What's the best way to loop through a set of elements in JavaScript?

In the past and with most my current projects I tend to use a for loop like this:

var elements = document.getElementsByTagName('div');
for (var i=0; i<elements.length; i++) {
    doSomething(elements[i]);
}

I've heard that using a "reverse while" loop is quicker but I have no real way to confirm this:

var elements = document.getElementsByTagName('div'), 
    length = elements.length;

while(length--) {
    doSomething(elements[length]);
}

What is considered as best practice when it comes to looping though elements in JavaScript, or any array for that matter?


Solution 1:

Here's a nice form of a loop I often use. You create the iterated variable from the for statement and you don't need to check the length property, which can be expensive specially when iterating through a NodeList. However, you must be careful, you can't use it if any of the values in array could be "falsy". In practice, I only use it when iterating over an array of objects that does not contain nulls (like a NodeList). But I love its syntactic sugar.

var list = [{a:1,b:2}, {a:3,b:5}, {a:8,b:2}, {a:4,b:1}, {a:0,b:8}];

for (var i=0, item; item = list[i]; i++) {
  // Look no need to do list[i] in the body of the loop
  console.log("Looping: index ", i, "item" + item);
}

Note that this can also be used to loop backwards.

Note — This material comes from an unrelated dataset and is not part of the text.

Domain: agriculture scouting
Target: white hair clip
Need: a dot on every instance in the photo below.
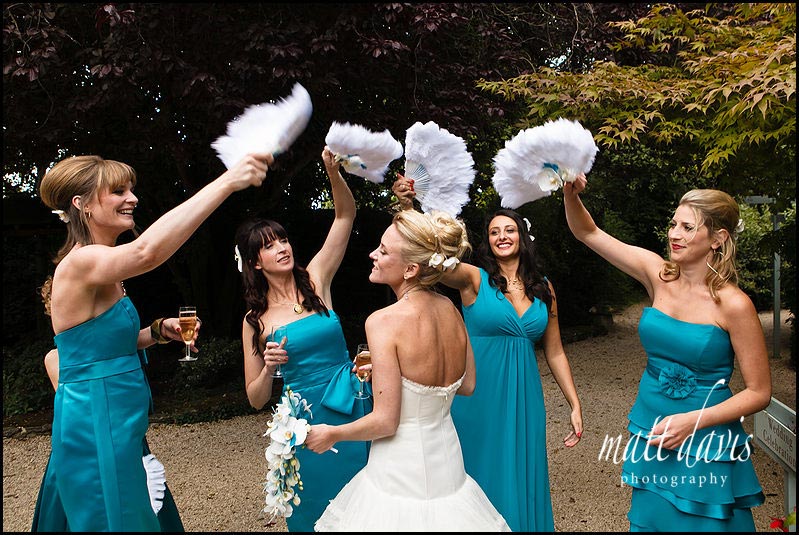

var list = [{a:1,b:2}, {a:3,b:5}, {a:8,b:2}, {a:4,b:1}, {a:0,b:8}];
    
for (var i = list.length - 1, item; item = list[i]; i--) {
  console.log("Looping: index ", i, "item", item);
}

ES6 Update

for...of gives you the name but not the index, available since ES6

for (const item of list) {
    console.log("Looping: index ", "Sorry!!!", "item" + item);
}

Solution 2:

Note that in some cases, you need to loop in reverse order (but then you can use i-- too).

For example somebody wanted to use the new getElementsByClassName function to loop on elements of a given class and change this class. He found that only one out of two elements was changed (in FF3).
That's because the function returns a live NodeList, which thus reflects the changes in the Dom tree. Walking the list in reverse order avoided this issue.

var menus = document.getElementsByClassName("style2");
for (var i = menus.length - 1; i >= 0; i--)
{
  menus[i].className = "style1";
}

In increasing index progression, when we ask the index 1, FF inspects the Dom and skips the first item with style2, which is the 2nd of the original Dom, thus it returns the 3rd initial item!

Solution 3:

I like doing:

 
var menu = document.getElementsByTagName('div');
for (var i = 0; menu[i]; i++) {
     ...
}

There is no call to the length of the array on every iteration.

Solution 4:

I had a very similar problem earlier with document.getElementsByClassName(). I didn't know what a nodelist was at the time.

var elements = document.getElementsByTagName('div');
for (var i=0; i<elements.length; i++) {
    doSomething(elements[i]);
}

My issue was that I expected that elements would be an array, but it isn't. The nodelist Document.getElementsByTagName() returns is iterable, but you can't call array.prototype methods on it.

You can however populate an array with nodelist elements like this:

var myElements = [];
for (var i=0; i<myNodeList.length; i++) {                               
    var element = myNodeList[i];
    myElements.push(element);
};

After that you can feel free to call .innerHTML or .style or something on the elements of your array.

Solution 5:

At the risk of getting yelled at, i would get a javascript helper library like jquery or prototype they encapsulate the logic in nice methods - both have an .each method/iterator to do it - and they both strive to make it cross-browser compatible

EDIT: This answer was posted in 2008. Today much better constructs exist. This particular case could be solved with a .forEach.